Edit distance is favored by computer scientists as it is well defined, but it is not always a good standard for biological data. A true hit with a 11bp indel will be considered as false if we only allow 10 differences. Even if a true hit has a 10bp indel, the best hit under the edit distance scoring may be different. Taking RazorS, an edit-distanced based mapper, as the ground truth is flawed to some extent. Also, RazorS is not aware of splicing if I am right, how is it used to evaluate RNA-seq mappers such as star and Segemehl?
More generally, most mapper benchmarks are biased by the view of the designers or the mapper developers. When I want to know the relative performance of two mappers, I tend to read multiple papers that evaluate the two but are not written by the developers of the two mappers. For example, a paper describing a new mapper "A" evaluates older mappers B, C, D and E; a paper describing B evaluates C, E and F. Then we have two relatively unbiased observations of C and E. I see the ensemble of benchmarks as a better benchmark than each individual one and than any benchmarks I made by myself. Segemehl is an old mapper but rarely evaluated by others. This makes it hard for me to understand where it stands.

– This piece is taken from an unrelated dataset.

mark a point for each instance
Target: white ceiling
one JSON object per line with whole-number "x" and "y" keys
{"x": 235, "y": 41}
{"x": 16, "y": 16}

As Asaf pointed out, mapping is only an intermediate step. These days, I also more like to see how mapping affects downstream analyses such as variant calling, expression, etc. A complication is that a downstream tool is designed with some specific mappers in mind. For example, GATK usually performs better on bwa alignment than on bowtie2 although bowtie2 and bwa are similar in accuracy to some other standards. For another example, a preprint (I forget which) claims that cufflinks works better with tophat2 mapping although star is shown to be more accurate by the same authors. Nonetheless, you will find on RNA-seq variant calling, the GATK team recommend star over tophat2. Sometimes, we are not choosing the best tool, but the chain of tools that work best together.
Just of note, cutting bar plot axis is not a very good solution, this makes it look like BWA-MEM is 2 times worse than STAR, while the difference is actually quite small :)
Well, if you don't cut it, no difference at all is visible. Most people here are researchers and they know how to read these plots. The percentage is also written above the bars... I don't see any potential cheating here. :)
Most researchers also use breaks in their bars to address this issue...
For my own curiosity, would one expect much if any variance in performance with these tools? Say if you were to repeat this benchmark but use 100 runs of 100k read pairs randomly sampled from some larger pool of data. It'd be interesting to see ROC plots for these using data from many runs.
p.s. on your website the wall time plots do not have a unit on the ordinate.
Good point @joe.cornish826. The OP used a data presentation style known to be a poor practice in order to show barely perceptible differences in data which is reported as a single number taken from a process that has a random component. They have no way of knowing if the differences are a complete fluke. In summary, they violated two principles of good data presentation 1) cutting off axes and 2) presenting random data as a deterministic value. The comment that "most people here are researchers who know how to read these plots" is extremely disheartening.
ariel.balter, without cutting off the axes, nobody could see any differences in the bars, which makes the plot completely unreadable. My principle of good data presentation includes good visibility of the message I want to communicate. The message in this plot is: "All mapping algorithms are above 95% and the differences are minor." And randomly picking 100k reads for this analysis, is statistically absolutely valid for this simple comparison.
We did this plot to give people a feeling for the different mapping algorithms and show them how they could evaluate mapping algorithms. We do not claim that it is perfect. Actually, we were and we are absolutely open for discussions about how to make this benchmark better.
this post was cited in : https://ieeexplore.ieee.org/abstract/document/8646637
thanks for your time.
I was just wondering based on what factors you have said this are false positive hits.
I really appreciate your response, thanks once again.
A false positive hit means that the mapping algorithm found a position for the read, but RazorS showed that there is a better mapping position in the genome.